Dave Cunningham / October 19, 2008
Reading Richard Rohr’s Everything Belongs, I was struck by two things that he said. Paraphrased;
1. God hides in the world
2. Prayer without action and action without prayer are each unworkable
As I thought more about these, I wrote some notes.
God hides in the world. Jesus said that bread is His body and wine, His blood, to teach us to look for God hiding in the most common of things, bread and wine. He could have referenced an exotic cake or fruit. But he chose those things that were familiar and available to the masses. His message is that God can be found in the most common of us in the world.
This is a reassuring thought. God lives in the world through us. He has empowered us by this to “create.” We have heard that we are “in his image.” He has made us, or more accurately, we are with God. God is in us. What we do, what we say is our choice in creating our/God’s world.
Rohr reminds us that God is not “out there.” He is literally, in this world in us. We humans are more than just His representatives. We are the instruments of creation.
There is no dualism of God out there and us down here. There is only the wholeness of God-and-us, us-and-God, God-in-us, us-in-God. We are one. We create a joyful, inclusive world or a lonely, isolated world, whichever we choose.
All the problems of the world from those closest to us like our concerns, worries, fears to the greater global problems like poverty, war, environmental abuse are within our control.
It is good to pray to God for intervention as a reminder to ourselves of the power greater than ourselves that we possess (with God). When we pray, we can recognize that God’s intervention works through us. Actions exclusive of prayer are destined for isolation and limitation. Prayer without action is a denial of our responsibility to actively create changes that solve problems, personal and global.

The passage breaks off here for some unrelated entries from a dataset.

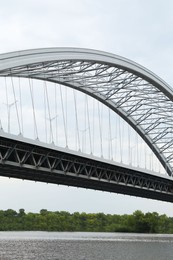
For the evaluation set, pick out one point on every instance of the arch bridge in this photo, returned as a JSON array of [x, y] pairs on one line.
[[136, 94]]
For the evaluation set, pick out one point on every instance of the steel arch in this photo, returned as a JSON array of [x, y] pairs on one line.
[[139, 96]]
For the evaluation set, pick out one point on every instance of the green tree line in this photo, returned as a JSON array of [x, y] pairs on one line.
[[45, 220]]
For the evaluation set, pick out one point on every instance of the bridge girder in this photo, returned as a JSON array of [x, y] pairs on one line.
[[136, 94]]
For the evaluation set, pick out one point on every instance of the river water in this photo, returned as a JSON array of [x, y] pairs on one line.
[[84, 246]]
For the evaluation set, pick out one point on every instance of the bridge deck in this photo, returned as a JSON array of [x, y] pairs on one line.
[[30, 160]]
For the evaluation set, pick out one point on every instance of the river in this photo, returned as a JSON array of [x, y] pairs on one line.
[[84, 246]]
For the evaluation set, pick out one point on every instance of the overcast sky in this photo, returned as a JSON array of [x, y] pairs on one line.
[[139, 30]]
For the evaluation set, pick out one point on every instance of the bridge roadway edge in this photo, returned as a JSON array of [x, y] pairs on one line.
[[11, 166]]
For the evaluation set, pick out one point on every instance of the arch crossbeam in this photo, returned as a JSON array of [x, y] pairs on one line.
[[136, 94]]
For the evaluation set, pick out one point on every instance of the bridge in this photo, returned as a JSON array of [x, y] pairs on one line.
[[62, 108]]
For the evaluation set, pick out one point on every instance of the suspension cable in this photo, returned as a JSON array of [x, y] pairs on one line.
[[76, 117], [62, 106], [15, 103], [33, 109]]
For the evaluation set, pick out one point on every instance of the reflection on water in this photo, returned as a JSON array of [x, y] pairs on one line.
[[88, 246]]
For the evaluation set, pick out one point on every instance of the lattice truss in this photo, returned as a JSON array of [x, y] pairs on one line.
[[142, 104]]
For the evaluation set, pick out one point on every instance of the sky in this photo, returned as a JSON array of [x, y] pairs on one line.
[[138, 30]]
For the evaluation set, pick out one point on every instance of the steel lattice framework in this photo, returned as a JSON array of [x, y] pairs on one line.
[[133, 92]]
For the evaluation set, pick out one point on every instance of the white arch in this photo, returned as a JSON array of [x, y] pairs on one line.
[[129, 89]]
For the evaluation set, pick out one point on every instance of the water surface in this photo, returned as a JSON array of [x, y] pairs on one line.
[[88, 246]]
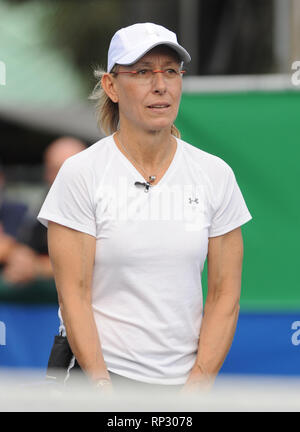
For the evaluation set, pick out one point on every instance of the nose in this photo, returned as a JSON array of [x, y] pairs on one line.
[[159, 83]]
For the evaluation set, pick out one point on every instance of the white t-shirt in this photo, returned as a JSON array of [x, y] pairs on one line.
[[150, 250]]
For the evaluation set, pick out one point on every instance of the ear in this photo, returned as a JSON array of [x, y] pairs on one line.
[[109, 86]]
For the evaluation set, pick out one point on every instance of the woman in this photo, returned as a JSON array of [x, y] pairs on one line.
[[128, 264]]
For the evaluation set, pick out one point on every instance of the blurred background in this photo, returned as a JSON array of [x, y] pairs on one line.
[[239, 102]]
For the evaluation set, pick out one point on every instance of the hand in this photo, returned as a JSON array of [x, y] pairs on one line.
[[198, 381], [22, 266], [7, 244]]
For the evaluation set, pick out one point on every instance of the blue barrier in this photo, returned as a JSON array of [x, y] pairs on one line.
[[264, 343]]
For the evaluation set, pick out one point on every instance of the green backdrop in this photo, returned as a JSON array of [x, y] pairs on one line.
[[258, 135]]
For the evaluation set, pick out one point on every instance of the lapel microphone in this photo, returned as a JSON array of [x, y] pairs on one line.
[[146, 185]]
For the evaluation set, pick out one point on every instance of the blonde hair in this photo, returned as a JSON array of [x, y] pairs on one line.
[[107, 111]]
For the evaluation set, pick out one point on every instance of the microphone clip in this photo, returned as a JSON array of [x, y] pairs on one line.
[[146, 185]]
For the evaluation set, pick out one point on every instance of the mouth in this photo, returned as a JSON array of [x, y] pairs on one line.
[[159, 107]]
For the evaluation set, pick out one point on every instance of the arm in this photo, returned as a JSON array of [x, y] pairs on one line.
[[72, 255], [224, 266]]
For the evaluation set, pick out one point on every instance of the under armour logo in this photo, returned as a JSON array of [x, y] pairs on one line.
[[195, 201]]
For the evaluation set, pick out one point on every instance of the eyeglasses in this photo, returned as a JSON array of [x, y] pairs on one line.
[[146, 75]]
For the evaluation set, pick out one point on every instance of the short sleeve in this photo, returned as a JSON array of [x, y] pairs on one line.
[[69, 201], [231, 210]]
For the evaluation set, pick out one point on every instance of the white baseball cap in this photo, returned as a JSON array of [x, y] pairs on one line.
[[129, 44]]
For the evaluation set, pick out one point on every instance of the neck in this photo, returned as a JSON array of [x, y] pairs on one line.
[[150, 150]]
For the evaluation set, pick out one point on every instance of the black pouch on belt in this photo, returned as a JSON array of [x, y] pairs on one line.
[[60, 358]]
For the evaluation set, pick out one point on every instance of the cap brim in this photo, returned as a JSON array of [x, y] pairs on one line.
[[139, 52]]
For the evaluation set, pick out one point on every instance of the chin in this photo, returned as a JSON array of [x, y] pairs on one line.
[[159, 126]]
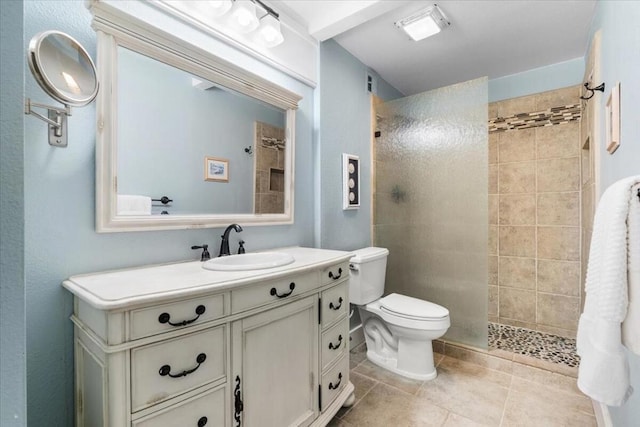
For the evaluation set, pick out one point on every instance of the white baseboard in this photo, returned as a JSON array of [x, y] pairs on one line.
[[601, 411]]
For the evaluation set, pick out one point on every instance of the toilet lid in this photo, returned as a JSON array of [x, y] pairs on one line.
[[415, 308]]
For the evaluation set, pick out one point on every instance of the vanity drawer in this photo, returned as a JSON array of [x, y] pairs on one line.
[[206, 410], [164, 370], [335, 303], [273, 291], [334, 342], [333, 381], [167, 317], [335, 273]]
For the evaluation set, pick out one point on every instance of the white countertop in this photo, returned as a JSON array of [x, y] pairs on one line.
[[155, 283]]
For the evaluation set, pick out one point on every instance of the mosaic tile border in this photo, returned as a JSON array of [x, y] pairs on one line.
[[550, 117], [551, 348]]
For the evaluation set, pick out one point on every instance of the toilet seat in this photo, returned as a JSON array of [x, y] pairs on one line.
[[412, 308]]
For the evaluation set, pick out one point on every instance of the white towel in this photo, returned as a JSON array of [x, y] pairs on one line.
[[631, 324], [133, 205], [604, 369]]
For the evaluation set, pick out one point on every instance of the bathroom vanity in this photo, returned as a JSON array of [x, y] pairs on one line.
[[177, 344]]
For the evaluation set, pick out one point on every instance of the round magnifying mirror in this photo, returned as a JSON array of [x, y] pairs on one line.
[[63, 68]]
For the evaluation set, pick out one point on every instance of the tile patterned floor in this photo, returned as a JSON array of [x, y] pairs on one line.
[[463, 394], [533, 343]]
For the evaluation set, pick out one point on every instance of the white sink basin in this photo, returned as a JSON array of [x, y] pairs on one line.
[[250, 261]]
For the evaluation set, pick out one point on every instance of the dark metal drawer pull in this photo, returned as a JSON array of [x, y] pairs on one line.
[[335, 387], [274, 292], [166, 369], [237, 402], [165, 317], [336, 307], [331, 276], [336, 346]]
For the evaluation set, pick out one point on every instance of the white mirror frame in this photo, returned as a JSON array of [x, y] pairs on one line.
[[114, 28]]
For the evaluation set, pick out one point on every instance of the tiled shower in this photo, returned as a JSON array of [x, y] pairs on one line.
[[535, 181]]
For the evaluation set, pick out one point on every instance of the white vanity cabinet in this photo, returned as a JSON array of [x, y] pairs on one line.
[[177, 345]]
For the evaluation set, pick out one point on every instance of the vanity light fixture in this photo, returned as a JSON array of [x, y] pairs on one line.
[[220, 7], [268, 32], [424, 23], [243, 18]]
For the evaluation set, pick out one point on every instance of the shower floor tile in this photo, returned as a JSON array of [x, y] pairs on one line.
[[527, 342]]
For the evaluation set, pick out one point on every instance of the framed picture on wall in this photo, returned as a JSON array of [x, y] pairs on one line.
[[350, 181], [612, 119], [216, 169]]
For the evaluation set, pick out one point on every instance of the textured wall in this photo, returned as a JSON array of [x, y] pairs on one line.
[[550, 77], [344, 127], [59, 231], [534, 201], [12, 285], [621, 63]]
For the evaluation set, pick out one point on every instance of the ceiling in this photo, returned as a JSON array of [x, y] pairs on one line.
[[486, 38]]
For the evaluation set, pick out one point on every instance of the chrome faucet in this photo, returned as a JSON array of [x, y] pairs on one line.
[[224, 246]]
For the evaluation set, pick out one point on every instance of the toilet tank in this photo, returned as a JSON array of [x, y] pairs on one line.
[[368, 268]]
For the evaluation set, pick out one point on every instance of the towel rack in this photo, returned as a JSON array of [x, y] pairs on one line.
[[164, 200]]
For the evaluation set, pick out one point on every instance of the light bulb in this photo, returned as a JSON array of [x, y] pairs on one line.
[[269, 33], [243, 16], [220, 7]]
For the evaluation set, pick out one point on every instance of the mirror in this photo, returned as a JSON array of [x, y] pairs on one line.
[[63, 68], [65, 71], [187, 140]]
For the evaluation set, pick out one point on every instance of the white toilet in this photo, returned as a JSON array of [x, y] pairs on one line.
[[398, 329]]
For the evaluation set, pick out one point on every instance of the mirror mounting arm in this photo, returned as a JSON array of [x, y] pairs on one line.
[[57, 121]]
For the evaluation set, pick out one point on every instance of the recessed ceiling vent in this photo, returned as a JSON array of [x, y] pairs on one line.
[[424, 23]]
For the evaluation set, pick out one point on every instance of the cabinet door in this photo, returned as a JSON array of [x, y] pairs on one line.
[[275, 366]]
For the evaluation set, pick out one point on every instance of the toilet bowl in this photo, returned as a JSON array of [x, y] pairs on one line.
[[398, 329]]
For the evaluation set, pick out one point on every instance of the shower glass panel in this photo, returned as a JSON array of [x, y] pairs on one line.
[[431, 202]]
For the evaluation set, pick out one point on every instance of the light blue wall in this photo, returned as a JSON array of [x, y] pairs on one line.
[[190, 124], [12, 287], [620, 62], [59, 209], [344, 126], [550, 77]]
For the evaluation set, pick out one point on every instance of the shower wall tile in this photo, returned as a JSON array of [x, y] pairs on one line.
[[558, 175], [518, 304], [517, 241], [493, 240], [517, 146], [537, 182], [560, 243], [493, 179], [517, 209], [516, 177], [558, 310], [559, 277], [517, 272], [493, 300], [493, 148], [561, 332], [493, 209], [510, 107], [493, 270], [558, 141], [559, 208]]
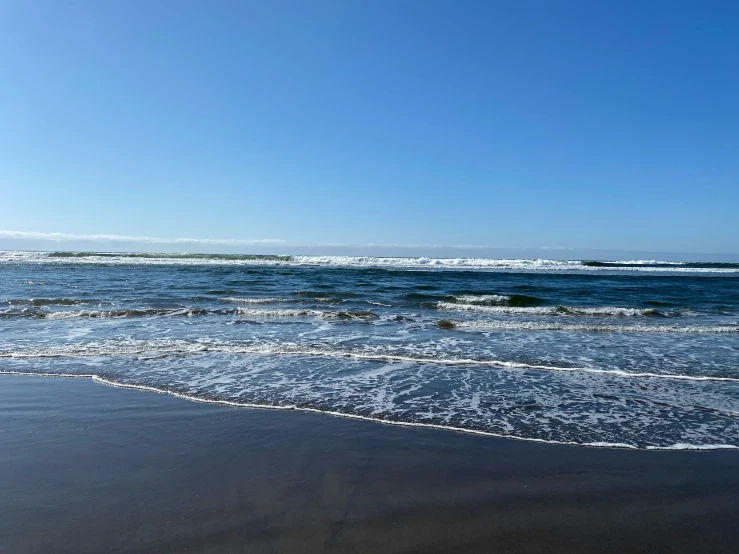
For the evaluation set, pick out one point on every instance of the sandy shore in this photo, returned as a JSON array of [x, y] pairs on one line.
[[90, 468]]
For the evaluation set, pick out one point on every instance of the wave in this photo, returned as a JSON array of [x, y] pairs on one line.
[[257, 300], [39, 302], [552, 310], [604, 328], [348, 415], [366, 352], [364, 315], [513, 300], [404, 263]]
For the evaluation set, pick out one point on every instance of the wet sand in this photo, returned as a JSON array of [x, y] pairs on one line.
[[89, 468]]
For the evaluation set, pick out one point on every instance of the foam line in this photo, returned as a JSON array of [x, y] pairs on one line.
[[106, 381]]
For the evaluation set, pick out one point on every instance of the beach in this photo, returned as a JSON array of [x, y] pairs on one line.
[[87, 467]]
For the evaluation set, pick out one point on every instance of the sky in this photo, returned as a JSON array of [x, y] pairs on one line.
[[526, 126]]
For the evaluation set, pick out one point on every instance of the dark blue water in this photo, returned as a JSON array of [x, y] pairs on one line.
[[639, 354]]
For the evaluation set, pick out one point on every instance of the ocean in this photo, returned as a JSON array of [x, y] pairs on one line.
[[632, 354]]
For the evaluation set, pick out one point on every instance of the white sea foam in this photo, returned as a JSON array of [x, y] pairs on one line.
[[549, 310], [237, 404], [370, 353], [558, 326], [364, 261]]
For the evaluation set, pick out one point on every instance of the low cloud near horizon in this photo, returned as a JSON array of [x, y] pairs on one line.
[[41, 241]]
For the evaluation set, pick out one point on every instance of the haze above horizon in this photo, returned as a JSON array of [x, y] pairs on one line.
[[576, 126]]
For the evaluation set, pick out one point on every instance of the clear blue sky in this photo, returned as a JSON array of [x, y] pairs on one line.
[[519, 124]]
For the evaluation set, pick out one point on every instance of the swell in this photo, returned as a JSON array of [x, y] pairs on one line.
[[603, 328], [552, 310], [294, 349], [364, 315], [370, 262], [195, 398]]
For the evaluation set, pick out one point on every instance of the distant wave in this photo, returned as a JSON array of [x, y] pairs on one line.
[[406, 263], [604, 328], [552, 310], [257, 300]]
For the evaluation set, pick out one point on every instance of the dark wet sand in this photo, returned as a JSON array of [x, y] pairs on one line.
[[90, 468]]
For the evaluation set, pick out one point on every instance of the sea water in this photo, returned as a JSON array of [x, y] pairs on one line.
[[638, 354]]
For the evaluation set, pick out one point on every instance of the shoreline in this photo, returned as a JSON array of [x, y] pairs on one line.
[[227, 403], [90, 468]]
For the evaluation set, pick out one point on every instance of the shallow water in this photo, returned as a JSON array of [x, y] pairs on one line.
[[639, 354]]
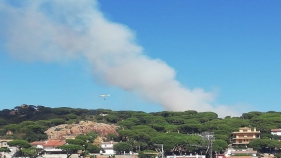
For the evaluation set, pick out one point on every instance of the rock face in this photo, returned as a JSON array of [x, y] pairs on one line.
[[68, 131]]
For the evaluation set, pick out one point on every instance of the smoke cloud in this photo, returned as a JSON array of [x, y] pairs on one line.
[[56, 31]]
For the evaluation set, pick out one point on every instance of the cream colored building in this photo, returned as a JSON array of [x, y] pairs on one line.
[[245, 135]]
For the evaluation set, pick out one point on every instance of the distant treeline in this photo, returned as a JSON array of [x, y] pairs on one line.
[[178, 131]]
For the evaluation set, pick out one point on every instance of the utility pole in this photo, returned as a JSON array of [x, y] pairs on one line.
[[209, 137]]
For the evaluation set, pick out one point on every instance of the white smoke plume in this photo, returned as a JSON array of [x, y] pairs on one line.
[[52, 30]]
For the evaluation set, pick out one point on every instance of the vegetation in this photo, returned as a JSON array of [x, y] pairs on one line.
[[179, 132]]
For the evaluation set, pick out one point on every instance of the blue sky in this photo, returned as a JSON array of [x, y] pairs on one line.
[[175, 55]]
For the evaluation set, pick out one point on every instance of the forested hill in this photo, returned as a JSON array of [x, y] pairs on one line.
[[187, 122]]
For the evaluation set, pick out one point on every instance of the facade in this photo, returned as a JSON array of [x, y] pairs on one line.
[[276, 132], [108, 148], [49, 144], [4, 143], [245, 135], [233, 152], [187, 156]]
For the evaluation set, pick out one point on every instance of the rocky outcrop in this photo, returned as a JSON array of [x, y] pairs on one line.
[[68, 131]]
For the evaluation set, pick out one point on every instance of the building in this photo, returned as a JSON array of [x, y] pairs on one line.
[[108, 148], [244, 136], [4, 143], [239, 152], [276, 132], [186, 156], [49, 144]]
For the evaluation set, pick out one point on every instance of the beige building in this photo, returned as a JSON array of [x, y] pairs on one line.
[[245, 135]]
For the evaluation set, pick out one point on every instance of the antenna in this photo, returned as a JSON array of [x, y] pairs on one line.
[[209, 137]]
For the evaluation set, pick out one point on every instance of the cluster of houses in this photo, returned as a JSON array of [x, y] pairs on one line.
[[242, 137]]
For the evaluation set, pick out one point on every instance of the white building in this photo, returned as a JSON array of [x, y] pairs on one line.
[[187, 156], [108, 148], [276, 132]]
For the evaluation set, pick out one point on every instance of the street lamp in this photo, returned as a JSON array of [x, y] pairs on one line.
[[162, 149]]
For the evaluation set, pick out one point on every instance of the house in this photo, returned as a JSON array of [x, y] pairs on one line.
[[245, 135], [49, 144], [186, 156], [276, 132], [49, 148], [108, 148], [4, 143], [234, 152]]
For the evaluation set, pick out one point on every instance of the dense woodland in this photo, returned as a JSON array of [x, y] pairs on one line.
[[179, 132]]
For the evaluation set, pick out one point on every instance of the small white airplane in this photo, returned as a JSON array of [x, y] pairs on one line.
[[104, 96]]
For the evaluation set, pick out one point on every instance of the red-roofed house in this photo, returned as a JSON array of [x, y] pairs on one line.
[[276, 132], [49, 144]]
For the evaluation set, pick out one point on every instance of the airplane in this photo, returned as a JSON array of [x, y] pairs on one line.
[[104, 96]]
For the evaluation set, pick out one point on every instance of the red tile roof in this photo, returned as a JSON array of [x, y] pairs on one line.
[[275, 130], [49, 143]]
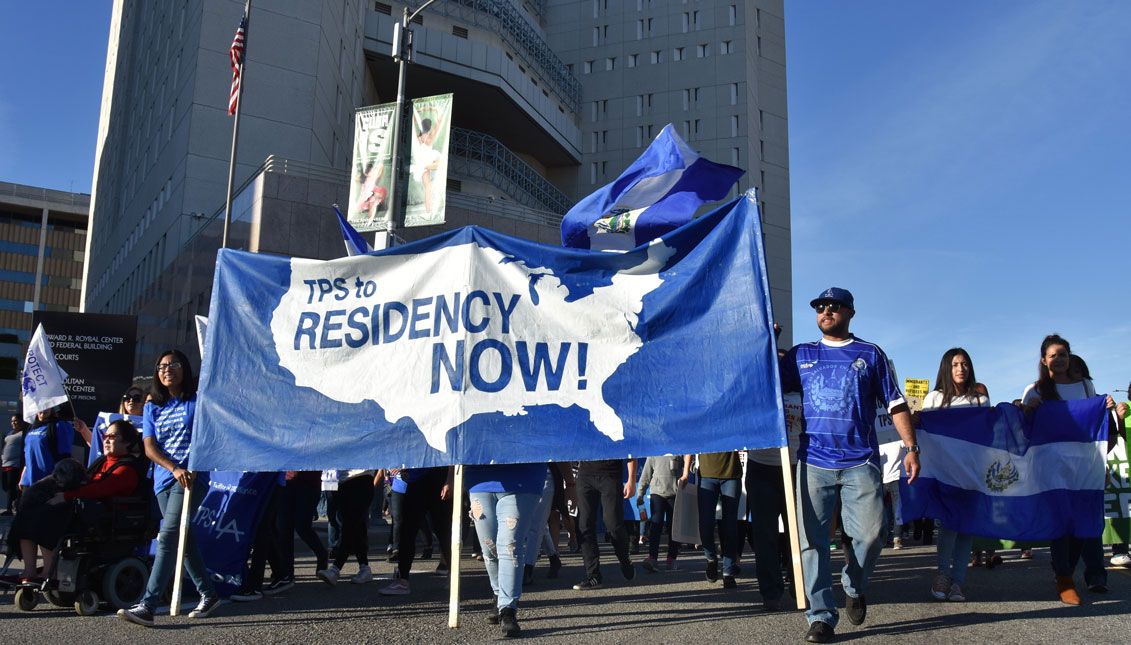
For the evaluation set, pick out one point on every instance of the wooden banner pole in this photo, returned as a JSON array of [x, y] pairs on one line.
[[791, 512]]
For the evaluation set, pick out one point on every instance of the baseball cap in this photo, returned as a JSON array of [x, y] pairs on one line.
[[835, 294]]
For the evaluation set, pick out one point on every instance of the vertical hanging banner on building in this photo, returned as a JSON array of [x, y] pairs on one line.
[[426, 151], [96, 351], [371, 178], [476, 347], [428, 161]]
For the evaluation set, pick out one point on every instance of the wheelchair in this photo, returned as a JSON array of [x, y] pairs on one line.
[[102, 558]]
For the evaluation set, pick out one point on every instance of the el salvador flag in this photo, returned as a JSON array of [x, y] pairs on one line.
[[658, 192], [355, 244], [992, 472]]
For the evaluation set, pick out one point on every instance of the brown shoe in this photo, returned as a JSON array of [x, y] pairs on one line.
[[1067, 590]]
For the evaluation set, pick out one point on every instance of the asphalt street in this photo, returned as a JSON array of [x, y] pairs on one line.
[[1012, 603]]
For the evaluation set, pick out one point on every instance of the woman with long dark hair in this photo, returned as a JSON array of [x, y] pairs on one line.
[[955, 386], [167, 435], [1056, 383]]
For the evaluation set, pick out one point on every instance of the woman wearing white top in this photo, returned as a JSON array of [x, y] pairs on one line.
[[1055, 383], [953, 387]]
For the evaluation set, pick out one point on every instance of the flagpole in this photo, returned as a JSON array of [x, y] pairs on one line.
[[235, 127]]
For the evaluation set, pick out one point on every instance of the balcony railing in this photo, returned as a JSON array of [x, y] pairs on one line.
[[507, 20], [481, 156]]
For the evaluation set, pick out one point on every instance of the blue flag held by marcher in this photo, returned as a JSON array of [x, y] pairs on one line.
[[658, 192], [355, 244], [994, 473]]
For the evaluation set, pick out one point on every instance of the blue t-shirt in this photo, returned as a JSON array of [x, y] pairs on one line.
[[840, 384], [171, 424], [506, 478], [39, 457]]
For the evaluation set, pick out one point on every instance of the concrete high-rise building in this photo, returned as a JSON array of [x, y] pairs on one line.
[[42, 250], [552, 100]]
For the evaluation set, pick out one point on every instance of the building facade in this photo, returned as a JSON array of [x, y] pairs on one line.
[[552, 100], [43, 235]]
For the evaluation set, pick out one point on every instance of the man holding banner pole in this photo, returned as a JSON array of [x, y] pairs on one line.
[[842, 378]]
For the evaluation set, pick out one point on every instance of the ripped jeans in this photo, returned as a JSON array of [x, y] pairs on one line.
[[503, 519]]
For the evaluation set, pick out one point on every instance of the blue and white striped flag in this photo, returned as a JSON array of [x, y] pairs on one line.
[[355, 244], [992, 472], [658, 192], [42, 381]]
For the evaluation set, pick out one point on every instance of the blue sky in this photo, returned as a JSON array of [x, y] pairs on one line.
[[961, 166]]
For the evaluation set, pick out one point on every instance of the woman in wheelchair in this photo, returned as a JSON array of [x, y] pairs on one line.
[[117, 473]]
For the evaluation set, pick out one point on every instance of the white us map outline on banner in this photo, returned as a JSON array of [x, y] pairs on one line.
[[562, 353]]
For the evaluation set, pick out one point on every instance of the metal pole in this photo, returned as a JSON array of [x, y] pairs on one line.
[[397, 204], [235, 126]]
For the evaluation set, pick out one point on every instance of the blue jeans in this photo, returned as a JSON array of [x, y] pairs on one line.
[[953, 552], [503, 518], [1067, 551], [860, 492], [171, 501], [541, 517], [709, 491]]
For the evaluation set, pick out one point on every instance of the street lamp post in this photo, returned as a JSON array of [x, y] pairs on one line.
[[402, 53]]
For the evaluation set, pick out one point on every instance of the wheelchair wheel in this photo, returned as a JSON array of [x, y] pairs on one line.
[[59, 599], [26, 599], [123, 583], [86, 602]]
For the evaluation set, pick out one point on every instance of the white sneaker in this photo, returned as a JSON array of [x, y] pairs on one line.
[[362, 576], [329, 575]]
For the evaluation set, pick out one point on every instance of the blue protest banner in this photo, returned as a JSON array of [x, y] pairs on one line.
[[993, 472], [474, 347]]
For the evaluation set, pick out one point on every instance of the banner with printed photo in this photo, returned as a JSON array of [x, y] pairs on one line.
[[371, 177], [428, 161], [475, 347]]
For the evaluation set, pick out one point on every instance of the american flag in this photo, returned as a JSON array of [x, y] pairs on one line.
[[236, 53]]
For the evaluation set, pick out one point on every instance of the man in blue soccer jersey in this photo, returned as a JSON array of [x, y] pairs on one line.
[[842, 379]]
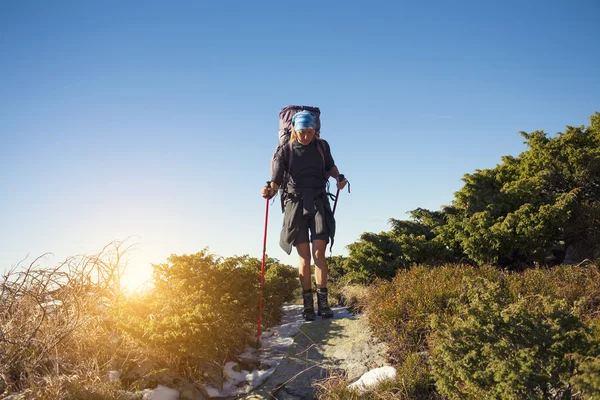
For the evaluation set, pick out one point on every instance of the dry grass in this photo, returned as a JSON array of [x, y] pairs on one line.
[[57, 339]]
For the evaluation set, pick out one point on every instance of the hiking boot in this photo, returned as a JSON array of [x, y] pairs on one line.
[[308, 313], [323, 304]]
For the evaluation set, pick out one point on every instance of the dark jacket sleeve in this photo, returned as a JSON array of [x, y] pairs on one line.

Okay, we say, these are nice thoughts. But even Jesus said that the poor will always be with us. So we walk away satisfied that there is nothing we (down here) can do. But I ask, is it better to do something, no matter how seemingly small, in the face of daunting obstacles, to move in the direction of resolving problems, possibly creating momentum to be followed, than to do nothing. I think that doing nothing squanders our creative potential and is a denial of God.